Mbaye Touré, a 21-year-old defender and immigrant from Senegal grew up in the team’s youth academy before leaving the club in 2018.

“I was eleven when I came to Sweden. It was freezing cold—I didn’t know that cold like that even existed. The only thing I recognized was the football. IK Brage signed me first but most of my friends signed for Dalkurd. I switched to them a few years later. It was a welcoming club to all foreigners, not only Kurdish people. Just look at the roster.”

Touré is right. By the end of their inaugural Allsvenskan season in 2018 they had fielded players from the following countries: Sweden, Turkey, Finland, The Netherlands, Morocco, Iraq, Kosovo, The Gambia, The Democratic Republic of the Congo, Sierra Leone, The United States, Palestine, Bosnia, Cape Verde and Japan.

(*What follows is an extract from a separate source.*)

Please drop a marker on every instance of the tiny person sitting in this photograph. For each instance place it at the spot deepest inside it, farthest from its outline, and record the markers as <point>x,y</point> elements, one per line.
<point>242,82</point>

Another player with unique credibility on the matter reinforces Touré’s claim. Dillan Ismail, a central defender for Dalkurd, says, “It is a Kurdish team in the roots but Dalkurd has been a multi-cultural team for many years. We have Swedes, Kurds, Arabs, Iranians, Africans, French, and Americans in our team”. Ismail was born in Sweden but is the son of immigrants: a Kurdish father and a Bosnian mother. They came to Sweden dreaming of opportunity for their kids, and Dillan took full advantage, both on the football pitch and in the classroom. The 27-year-old is a highly athletic, balanced and precise defender with a good range of passing and anticipation, but he’s got something no other player in the league has: a medical degree. 

Ismail delayed signing a professional contract until he had graduated from Umeå University and became a doctor, all while captaining third division side, Umeå FC. A professional football player who is also a doctor is something you might see but once in a lifetime. Ismail is the true embodiment of the determination and spirit of a club like Dalkurd.

It started as a social project to give Kurdish children a welcoming place to play soccer on cold Swedish nights, underneath the northern lights. It grew into a team of players from all over the world, walking into the lights of a stadium packed with 30,000 chanting fans.

It’s become easier and easier be fooled into believing that our differences are insurmountable and that common ground is impossible to find. But in Borlänge, we’ve been reminded just how simple it really is; all it took was an idea and a ball.